I'd probably poo poo my pants if I saw a policeman on lsd.


----------



## Zepp88 (May 3, 2008)

neon_black88 said:


> I'd probably poo poo my pants if I saw a policeman on lsd.



 

Oh yes. 

"Aw no man, go away, don't hurt me, look I'm an orange, ignore me dude!!!"


----------



## amonb (May 3, 2008)




----------



## neon_black88 (May 3, 2008)

Zepp88 said:


> Oh yes.
> 
> "Aw no man, go away, don't hurt me, look I'm an orange, ignore me dude!!!"



Hahaha exactly man.


----------



## ZeroSignal (May 3, 2008)

From what I've studied about psychology in college, teenagers generally try to break away from their previous role models (ie parents) and find a new one outside of that. I think what happened was when I was just going into my teens the reformed and cleaned up Red Hot Chili Peppers were my heroes and so became my role models.
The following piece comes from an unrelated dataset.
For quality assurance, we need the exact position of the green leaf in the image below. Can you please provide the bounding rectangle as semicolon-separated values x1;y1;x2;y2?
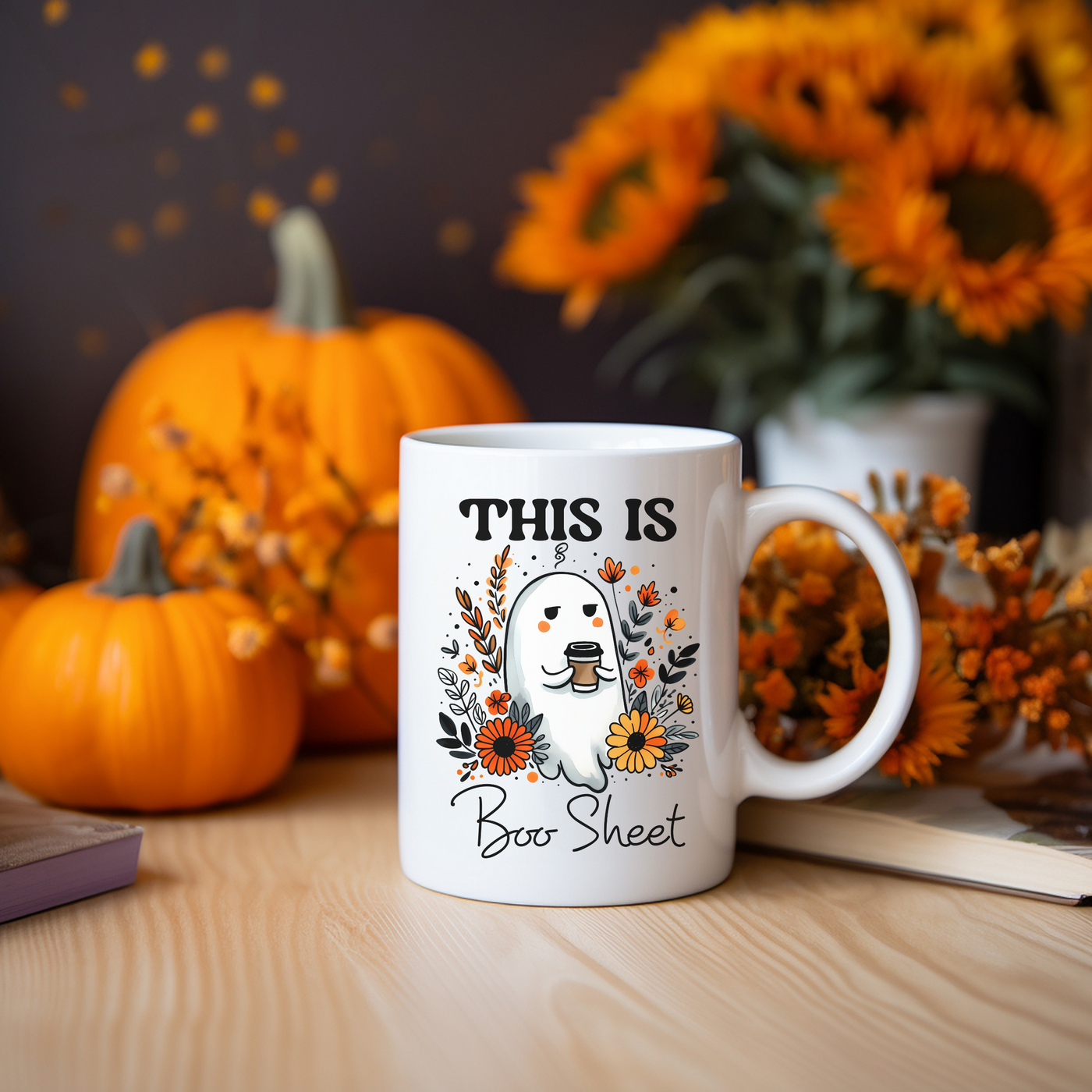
940;357;1048;417
598;254;761;383
743;152;810;216
813;353;895;414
I seriously love that band.


----------



## 7 Strings of Hate (May 3, 2008)

this is kind of a stupid thread, who cares if their high if they rock


where are the glutin free bands? or the low carb diet bands?
hey guys, i'm looking for vegitarian only bands, thats all i'm listening to from here on out.


----------



## neon_black88 (May 3, 2008)

7 Strings of Hate said:


> this is kind of a stupid thread, who cares if their high if they rock
> 
> 
> where are the glutin free bands? or the low carb diet bands?
> hey guys, i'm looking for vegitarian only bands, thats all i'm listening to from here on out.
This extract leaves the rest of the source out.